The yellow bag features the title “La Jefa’s” as the apparent brand name, with an image of Espadiny in black and white, and assorted product information. Espadiny said the name – which basically means the boss or the chief in Spanish – was a nickname given to her by her father, which stuck.

Alexandra Cuadros Espadiny of Pendeja Studio in Portland displays a tote bag modeled on a bodega rice bag, a collaboration with Loquat of Portland. Photo by Jordan Carey

“For this design, Jordan drew an image of me and included elements that remind me of where I come from, like giant palm fronds and sassy little phrases all over the bag,” said Espadiny, a first-generation Columbian-American who moved to Maine from South Florida. “Big rice bags are an absolute staple of any Black or brown household.”

The bag sells for $40, while a line of solid-color bags made from the fibers of pineapple leaves – used in place of leather – are $38. They also make other bags, as well as masks with a variety of patterns for $18. The camouflage pants were $110 and the jackets were $145, but both sold out quickly when they went on sale this fall.

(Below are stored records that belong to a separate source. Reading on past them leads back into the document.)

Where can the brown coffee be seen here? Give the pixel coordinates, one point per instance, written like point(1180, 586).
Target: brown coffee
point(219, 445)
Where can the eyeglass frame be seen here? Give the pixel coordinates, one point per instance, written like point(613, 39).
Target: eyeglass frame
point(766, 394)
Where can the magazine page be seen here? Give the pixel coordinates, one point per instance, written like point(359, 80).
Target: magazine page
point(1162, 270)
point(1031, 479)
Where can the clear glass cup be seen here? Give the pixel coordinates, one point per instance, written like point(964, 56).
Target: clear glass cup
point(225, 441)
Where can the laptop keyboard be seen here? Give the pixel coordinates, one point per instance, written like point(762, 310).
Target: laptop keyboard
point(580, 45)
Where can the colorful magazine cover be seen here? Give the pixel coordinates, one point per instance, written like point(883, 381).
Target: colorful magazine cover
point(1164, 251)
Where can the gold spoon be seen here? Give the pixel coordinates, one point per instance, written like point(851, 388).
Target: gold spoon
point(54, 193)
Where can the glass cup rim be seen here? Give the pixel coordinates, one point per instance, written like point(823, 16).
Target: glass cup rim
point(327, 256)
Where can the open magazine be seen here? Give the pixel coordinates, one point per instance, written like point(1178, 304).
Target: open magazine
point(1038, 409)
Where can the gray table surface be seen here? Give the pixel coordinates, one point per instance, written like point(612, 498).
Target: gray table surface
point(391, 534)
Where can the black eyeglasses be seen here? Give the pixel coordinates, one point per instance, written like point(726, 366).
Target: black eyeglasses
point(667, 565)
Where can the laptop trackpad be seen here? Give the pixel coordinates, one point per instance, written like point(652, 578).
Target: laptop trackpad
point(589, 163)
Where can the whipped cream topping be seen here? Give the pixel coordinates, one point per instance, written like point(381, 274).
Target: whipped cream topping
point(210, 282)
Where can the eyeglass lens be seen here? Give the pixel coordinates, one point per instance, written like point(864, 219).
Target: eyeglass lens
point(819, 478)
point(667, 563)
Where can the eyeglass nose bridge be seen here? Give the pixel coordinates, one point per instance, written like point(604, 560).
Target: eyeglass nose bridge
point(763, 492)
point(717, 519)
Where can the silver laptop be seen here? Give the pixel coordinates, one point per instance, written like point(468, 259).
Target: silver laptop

Carey and Poitrast-Upton are planning another clothing collection for the holidays. Their designs are for sale online at

Carey says Loquat is one of several things he and Poitrast-Upton work on, in art and fashion. They both also work for nationally-known Portland shirt maker Jill McGowan. They were both students of McGowan, who teaches fashion design at MECA.

McGowan, who has been designing and making women’s shirts in Portland for 26 years, said she’s been impressed with both the quality and colors of the Loquat products. She especially like that they use a pressed pineapple, instead of leather, for their bags.

“They are both very talented, and they are really bringing a new look and a new approach to what they are doing,” said McGowan. “It’s very impressive.”